Senior Mitchell Roland is the editor in chief of The Observer this fall.


Track Record of Success

The dedication shown by the CWU student journalists has not been lost on the faculty who educate and advise them.

Francesco Somaini, the Department of Communication chair, said he and the three faculty advisors — Jennifer Green (PULSE), Terri Reddout (Central News Watch), and Cynthia Mitchell (Observer) — continue to be impressed by their students’ commitment to quality.

“We’re not as big as some other communication schools, but we have found that we’re pretty good at what we do,” said Somaini, who also coordinates the Digital Journalism program. “Our publications consistently win regional awards — and, sometimes, national awards — and our faculty advisors are experienced professionals who worked in the industry for many years. We know we are preparing our students well.”

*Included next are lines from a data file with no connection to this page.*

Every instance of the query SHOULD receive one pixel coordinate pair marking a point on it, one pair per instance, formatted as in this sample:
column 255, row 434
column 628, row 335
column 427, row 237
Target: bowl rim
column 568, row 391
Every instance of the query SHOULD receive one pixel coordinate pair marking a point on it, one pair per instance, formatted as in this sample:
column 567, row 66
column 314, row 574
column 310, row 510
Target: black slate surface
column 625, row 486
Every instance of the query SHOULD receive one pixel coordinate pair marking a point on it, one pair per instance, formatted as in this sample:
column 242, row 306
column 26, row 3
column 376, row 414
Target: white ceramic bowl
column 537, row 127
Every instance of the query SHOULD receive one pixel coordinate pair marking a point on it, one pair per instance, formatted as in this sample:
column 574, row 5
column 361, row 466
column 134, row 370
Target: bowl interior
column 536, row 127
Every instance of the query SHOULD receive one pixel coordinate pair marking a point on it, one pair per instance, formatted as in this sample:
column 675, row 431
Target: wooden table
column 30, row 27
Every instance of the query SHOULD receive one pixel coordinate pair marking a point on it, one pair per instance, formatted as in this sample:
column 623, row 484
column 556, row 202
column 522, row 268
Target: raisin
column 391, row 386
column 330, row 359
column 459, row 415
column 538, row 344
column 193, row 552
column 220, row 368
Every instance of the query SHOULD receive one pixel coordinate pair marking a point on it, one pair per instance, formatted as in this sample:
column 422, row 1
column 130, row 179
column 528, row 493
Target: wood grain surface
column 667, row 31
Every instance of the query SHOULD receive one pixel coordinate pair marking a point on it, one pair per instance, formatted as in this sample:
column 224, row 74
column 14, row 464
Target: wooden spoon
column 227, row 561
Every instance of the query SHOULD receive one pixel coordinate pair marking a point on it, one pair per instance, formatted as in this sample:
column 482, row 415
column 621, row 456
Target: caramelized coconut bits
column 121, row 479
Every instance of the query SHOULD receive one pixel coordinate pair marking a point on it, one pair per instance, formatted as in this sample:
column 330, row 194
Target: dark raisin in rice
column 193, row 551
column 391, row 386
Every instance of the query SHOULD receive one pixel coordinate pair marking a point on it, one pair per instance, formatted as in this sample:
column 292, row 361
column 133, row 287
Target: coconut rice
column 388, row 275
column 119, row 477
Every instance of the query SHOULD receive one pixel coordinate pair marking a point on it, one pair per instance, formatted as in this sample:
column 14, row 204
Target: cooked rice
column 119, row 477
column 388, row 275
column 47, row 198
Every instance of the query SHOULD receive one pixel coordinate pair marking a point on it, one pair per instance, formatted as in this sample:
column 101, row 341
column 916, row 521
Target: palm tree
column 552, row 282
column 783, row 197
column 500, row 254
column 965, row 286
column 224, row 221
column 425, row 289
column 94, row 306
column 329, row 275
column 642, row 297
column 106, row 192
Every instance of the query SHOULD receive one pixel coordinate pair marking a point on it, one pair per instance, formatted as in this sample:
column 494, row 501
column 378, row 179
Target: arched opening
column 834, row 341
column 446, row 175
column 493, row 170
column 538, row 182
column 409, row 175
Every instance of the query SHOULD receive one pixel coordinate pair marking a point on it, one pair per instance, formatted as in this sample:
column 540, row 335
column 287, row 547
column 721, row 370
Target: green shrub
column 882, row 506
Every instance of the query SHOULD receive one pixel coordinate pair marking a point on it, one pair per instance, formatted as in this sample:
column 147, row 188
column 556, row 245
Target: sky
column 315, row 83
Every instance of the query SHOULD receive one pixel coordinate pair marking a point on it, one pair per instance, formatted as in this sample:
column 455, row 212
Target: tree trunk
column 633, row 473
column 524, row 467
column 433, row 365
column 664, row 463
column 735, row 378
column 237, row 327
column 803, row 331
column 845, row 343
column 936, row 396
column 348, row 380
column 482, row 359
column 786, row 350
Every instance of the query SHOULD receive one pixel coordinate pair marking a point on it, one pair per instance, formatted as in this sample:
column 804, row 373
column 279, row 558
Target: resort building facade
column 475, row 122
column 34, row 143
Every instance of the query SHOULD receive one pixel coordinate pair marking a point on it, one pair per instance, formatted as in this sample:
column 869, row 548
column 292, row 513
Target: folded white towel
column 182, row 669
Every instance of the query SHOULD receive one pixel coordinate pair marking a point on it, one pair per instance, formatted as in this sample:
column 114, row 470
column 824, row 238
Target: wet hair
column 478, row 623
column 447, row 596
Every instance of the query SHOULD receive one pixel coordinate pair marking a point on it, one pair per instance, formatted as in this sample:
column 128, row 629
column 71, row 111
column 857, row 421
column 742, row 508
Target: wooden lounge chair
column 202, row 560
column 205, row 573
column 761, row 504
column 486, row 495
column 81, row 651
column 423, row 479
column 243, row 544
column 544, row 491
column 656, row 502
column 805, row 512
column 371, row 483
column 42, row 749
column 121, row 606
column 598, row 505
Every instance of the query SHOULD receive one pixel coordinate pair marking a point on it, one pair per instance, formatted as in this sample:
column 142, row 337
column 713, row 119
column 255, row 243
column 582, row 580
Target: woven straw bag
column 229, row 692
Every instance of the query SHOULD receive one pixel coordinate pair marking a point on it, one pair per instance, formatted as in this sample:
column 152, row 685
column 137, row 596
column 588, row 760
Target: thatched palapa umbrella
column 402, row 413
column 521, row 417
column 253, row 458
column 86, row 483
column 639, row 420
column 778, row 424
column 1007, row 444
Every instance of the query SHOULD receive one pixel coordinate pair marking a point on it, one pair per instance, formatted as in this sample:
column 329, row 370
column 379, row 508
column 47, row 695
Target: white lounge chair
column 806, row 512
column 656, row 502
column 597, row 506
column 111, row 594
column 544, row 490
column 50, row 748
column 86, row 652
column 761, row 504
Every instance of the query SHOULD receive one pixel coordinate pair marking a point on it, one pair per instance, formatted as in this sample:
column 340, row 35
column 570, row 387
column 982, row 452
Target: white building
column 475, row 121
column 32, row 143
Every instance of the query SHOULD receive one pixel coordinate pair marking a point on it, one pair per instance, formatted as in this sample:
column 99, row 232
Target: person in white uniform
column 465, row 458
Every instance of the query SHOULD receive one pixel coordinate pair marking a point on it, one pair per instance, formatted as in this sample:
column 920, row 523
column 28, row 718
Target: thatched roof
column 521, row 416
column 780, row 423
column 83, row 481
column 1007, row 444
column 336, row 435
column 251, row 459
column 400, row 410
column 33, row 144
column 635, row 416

Four CWU student journalists, including Wilson, were recently nominated for the national Pinnacle Awards and six others were nominated last year. In that contest, PULSE won first place for its website and also collected two second-place honors, while News Watch received a second-place award. 

Meanwhile, The Observer earned eight regional awards and one national award in a recent Society of Professional Journalists contest.

To illustrate the school’s ability to train future journalists, Somaini pointed to the accomplishments of recent graduates such as Jonathan Glover, Simone Corbett, Jacob Gerken, Daisy Hernandez, and Mariah Valles. Each of them excelled during their time at CWU, and they have been enjoying similar success early in their careers.

The primary reason for that success, Somaini believes, is the CWU program’s emphasis on experiential learning. Communication majors are required to spend at least one quarter with each of the three student media outlets so they are prepared to step into a professional role once they graduate.

This year’s student journalists have been asked to take that on-the-job experience to an entirely new level — and they’ve made their professors very proud along the way.

“The past few months have been the ultimate experiential learning experience, and our students have responded very well,” Somaini said. “Changes happen all the time in the news industry and you just have to learn to get the job done with fewer resources. Journalists have always been able to adapt, and we’ve done that as well as anyone else this year.”